The functional role of the inhibitory control neural networks in the comprehension of sentential negation.
Author
Liu, BoDate
2021Abstract
The current doctoral dissertation aims to explore the neurophysiology of linguistic negation by investigating the functional role of the inhibitory control neural networks during negation processing. Through three experiments, the dissertation managed to demonstrate the robustness and generalizability of the Reusing Inhibition for Negation (RIN) hypothesis: confirming some of its predictions with different languages (Spanish and Mandarin), showing the mutual influence of understanding sentential negation and response inhibition tasks (negation preceding or following inhibition) and expanding the scope of domains to which the RIN hypothesis applies (action-related imperatives and existential sentences).

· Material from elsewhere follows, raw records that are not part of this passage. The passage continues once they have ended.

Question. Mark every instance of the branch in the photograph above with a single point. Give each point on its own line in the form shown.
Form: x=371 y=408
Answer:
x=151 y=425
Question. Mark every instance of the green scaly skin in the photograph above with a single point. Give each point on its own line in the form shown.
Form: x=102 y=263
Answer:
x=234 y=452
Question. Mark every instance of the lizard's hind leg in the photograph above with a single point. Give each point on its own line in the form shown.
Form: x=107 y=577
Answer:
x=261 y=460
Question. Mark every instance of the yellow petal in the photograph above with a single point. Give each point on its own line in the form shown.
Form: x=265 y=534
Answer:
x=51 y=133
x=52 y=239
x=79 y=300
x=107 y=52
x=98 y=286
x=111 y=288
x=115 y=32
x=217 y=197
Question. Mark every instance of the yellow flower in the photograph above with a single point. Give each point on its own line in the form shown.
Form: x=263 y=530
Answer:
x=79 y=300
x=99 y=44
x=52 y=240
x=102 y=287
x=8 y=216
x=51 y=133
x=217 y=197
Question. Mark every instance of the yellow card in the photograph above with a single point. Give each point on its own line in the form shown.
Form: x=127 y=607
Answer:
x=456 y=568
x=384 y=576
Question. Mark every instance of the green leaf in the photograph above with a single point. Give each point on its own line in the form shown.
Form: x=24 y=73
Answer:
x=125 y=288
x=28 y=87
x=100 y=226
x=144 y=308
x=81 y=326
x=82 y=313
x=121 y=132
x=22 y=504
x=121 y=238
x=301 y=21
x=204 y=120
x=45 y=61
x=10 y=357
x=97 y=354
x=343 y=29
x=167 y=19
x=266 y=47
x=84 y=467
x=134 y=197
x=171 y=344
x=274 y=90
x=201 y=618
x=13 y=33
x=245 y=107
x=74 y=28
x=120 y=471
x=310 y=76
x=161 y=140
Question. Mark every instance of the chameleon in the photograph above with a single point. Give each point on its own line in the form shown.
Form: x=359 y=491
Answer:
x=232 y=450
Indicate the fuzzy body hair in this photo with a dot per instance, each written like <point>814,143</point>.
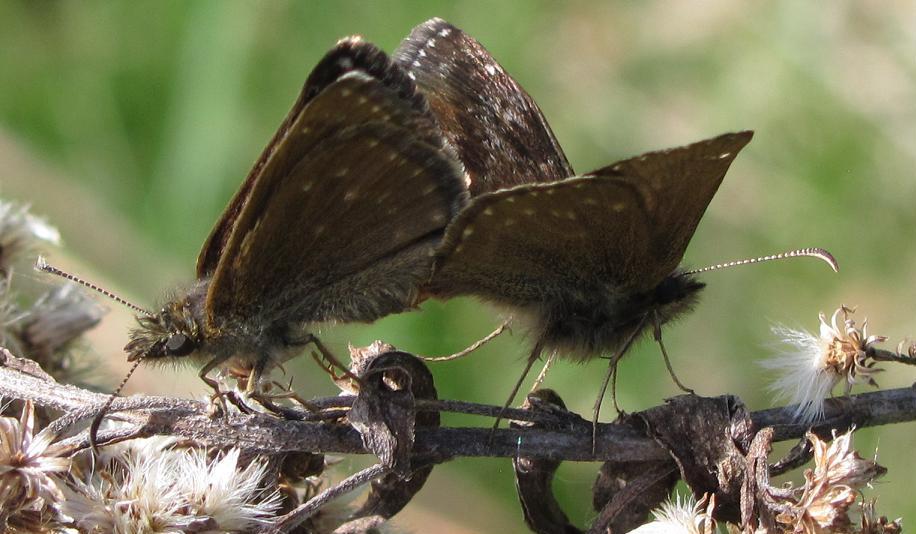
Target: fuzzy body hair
<point>181,333</point>
<point>582,324</point>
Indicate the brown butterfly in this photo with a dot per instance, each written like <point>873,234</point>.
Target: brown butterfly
<point>590,262</point>
<point>337,221</point>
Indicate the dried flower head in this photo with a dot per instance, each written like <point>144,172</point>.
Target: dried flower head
<point>831,488</point>
<point>677,517</point>
<point>813,366</point>
<point>9,317</point>
<point>27,463</point>
<point>156,487</point>
<point>874,524</point>
<point>20,233</point>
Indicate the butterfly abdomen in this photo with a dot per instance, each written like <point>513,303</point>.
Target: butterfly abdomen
<point>582,325</point>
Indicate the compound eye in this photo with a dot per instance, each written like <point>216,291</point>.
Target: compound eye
<point>179,345</point>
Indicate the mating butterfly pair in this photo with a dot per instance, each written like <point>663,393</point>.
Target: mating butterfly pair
<point>434,174</point>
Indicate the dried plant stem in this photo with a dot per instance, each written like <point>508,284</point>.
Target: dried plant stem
<point>267,434</point>
<point>307,509</point>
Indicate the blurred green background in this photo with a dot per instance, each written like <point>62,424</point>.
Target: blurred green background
<point>130,124</point>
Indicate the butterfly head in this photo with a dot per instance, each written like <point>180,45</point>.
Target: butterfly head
<point>172,333</point>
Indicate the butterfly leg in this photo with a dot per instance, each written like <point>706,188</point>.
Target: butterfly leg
<point>657,332</point>
<point>543,374</point>
<point>219,397</point>
<point>328,361</point>
<point>611,378</point>
<point>476,345</point>
<point>533,357</point>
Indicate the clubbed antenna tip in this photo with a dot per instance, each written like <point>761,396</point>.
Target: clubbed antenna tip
<point>813,252</point>
<point>42,265</point>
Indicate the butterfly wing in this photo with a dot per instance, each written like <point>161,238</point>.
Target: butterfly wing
<point>349,55</point>
<point>499,132</point>
<point>344,213</point>
<point>626,225</point>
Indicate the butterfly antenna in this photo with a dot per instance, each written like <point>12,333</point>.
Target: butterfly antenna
<point>812,252</point>
<point>42,265</point>
<point>97,420</point>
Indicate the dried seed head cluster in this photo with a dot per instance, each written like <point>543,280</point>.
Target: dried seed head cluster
<point>20,233</point>
<point>42,330</point>
<point>813,365</point>
<point>158,488</point>
<point>681,517</point>
<point>28,462</point>
<point>831,488</point>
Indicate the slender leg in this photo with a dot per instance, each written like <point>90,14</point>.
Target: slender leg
<point>219,397</point>
<point>658,338</point>
<point>256,372</point>
<point>612,374</point>
<point>330,361</point>
<point>535,354</point>
<point>476,345</point>
<point>543,374</point>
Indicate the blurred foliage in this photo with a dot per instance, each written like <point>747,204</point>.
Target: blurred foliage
<point>154,110</point>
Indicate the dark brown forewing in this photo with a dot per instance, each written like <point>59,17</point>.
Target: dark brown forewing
<point>349,55</point>
<point>677,186</point>
<point>342,219</point>
<point>528,243</point>
<point>627,225</point>
<point>499,132</point>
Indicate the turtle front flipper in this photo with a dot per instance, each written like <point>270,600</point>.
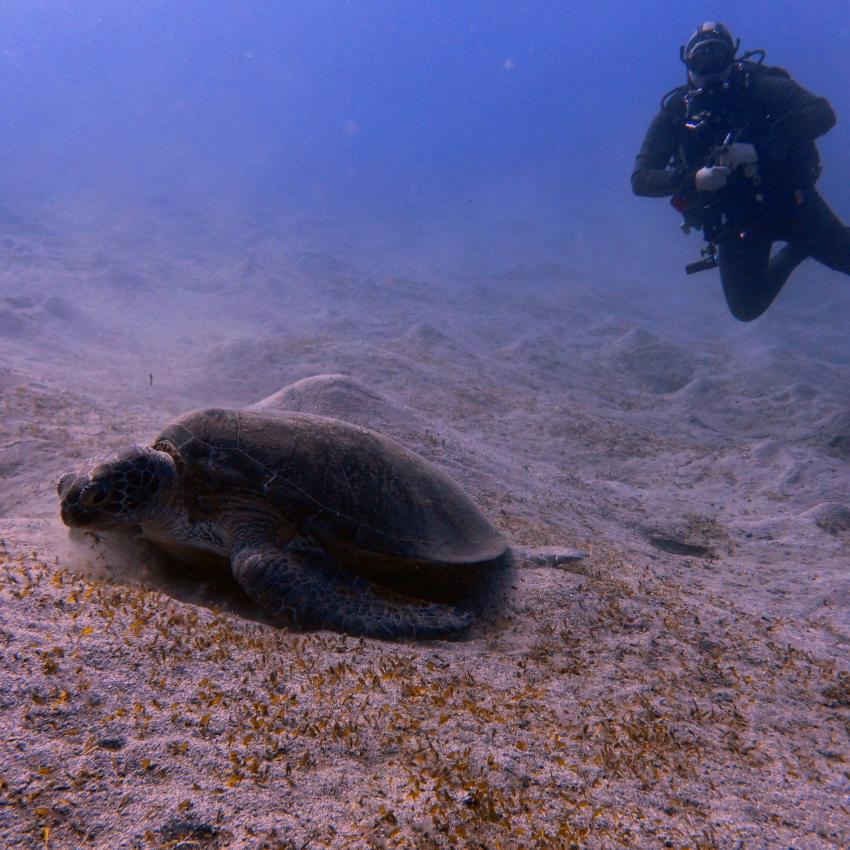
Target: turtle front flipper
<point>286,582</point>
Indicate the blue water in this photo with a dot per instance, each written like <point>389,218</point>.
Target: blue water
<point>399,110</point>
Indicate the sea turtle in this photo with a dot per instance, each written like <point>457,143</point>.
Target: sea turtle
<point>304,507</point>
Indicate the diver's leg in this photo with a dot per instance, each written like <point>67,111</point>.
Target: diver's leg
<point>747,285</point>
<point>823,235</point>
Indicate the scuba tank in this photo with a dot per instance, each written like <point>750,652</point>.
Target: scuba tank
<point>714,123</point>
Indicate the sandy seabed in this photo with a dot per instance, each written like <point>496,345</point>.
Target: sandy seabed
<point>685,686</point>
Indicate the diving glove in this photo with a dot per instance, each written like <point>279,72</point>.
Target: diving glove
<point>711,178</point>
<point>738,153</point>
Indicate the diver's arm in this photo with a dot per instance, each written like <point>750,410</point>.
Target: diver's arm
<point>799,117</point>
<point>653,177</point>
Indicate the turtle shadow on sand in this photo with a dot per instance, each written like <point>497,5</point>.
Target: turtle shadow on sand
<point>325,524</point>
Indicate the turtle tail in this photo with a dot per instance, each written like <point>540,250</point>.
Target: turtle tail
<point>312,593</point>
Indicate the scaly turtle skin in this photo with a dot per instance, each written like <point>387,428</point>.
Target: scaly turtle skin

The research reported in this doctoral dissertation confirms that the primitive inhibitory control neural mechanisms of human beings are reused for the functional purpose of understanding linguistic negation.
1. Sentential negation in Mandarin modulates the inhibition-related N2 component of the ERPs in inhibitory context (NoGo trials) with an estimated source in the inhibition-related rIPL, confirming a negation-to-inhibition priming effect.
2. The recycling of inhibitory neural resources for negation applies to both alphabetic Indo-European languages and logographic Mandarin, which differ significantly in their neural demands, thus confirming the cross-linguistic generality of the RIN hypothesis.
3. The presetting of an inhibitory state by a NoGo cue before the sentence modulates the ERP waveform of sentential negation, suggesting that negation prolonged the inhibitory state. That is, there is an inhibition-to-negation priming effect.
4. The above inhibition-to-negation priming complements the negation-to-inhibition priming reported in the literature and in this dissertation, allowing the establishment of a bi-directional influence between the two processes which reinforces the RIN hypothesis.
5. Negation in existential sentences also modulates the inhibitory control processes required by a Go/NoGo task as is the case with action-related imperative sentences, which is reflected in the inhibition-related P3 component of the ERPs with the likely generators of such effect localized in the inhibition-related SMA/pre-SMA and mid-cingulate cortex.
6. The applicability of the RIN hypothesis is not constrained to action language or imperative sentences but also extends to purely declarative existential contents, indicating that the reuse of inhibitory control mechanisms for negation comprehension is domain-general rather than content-specific.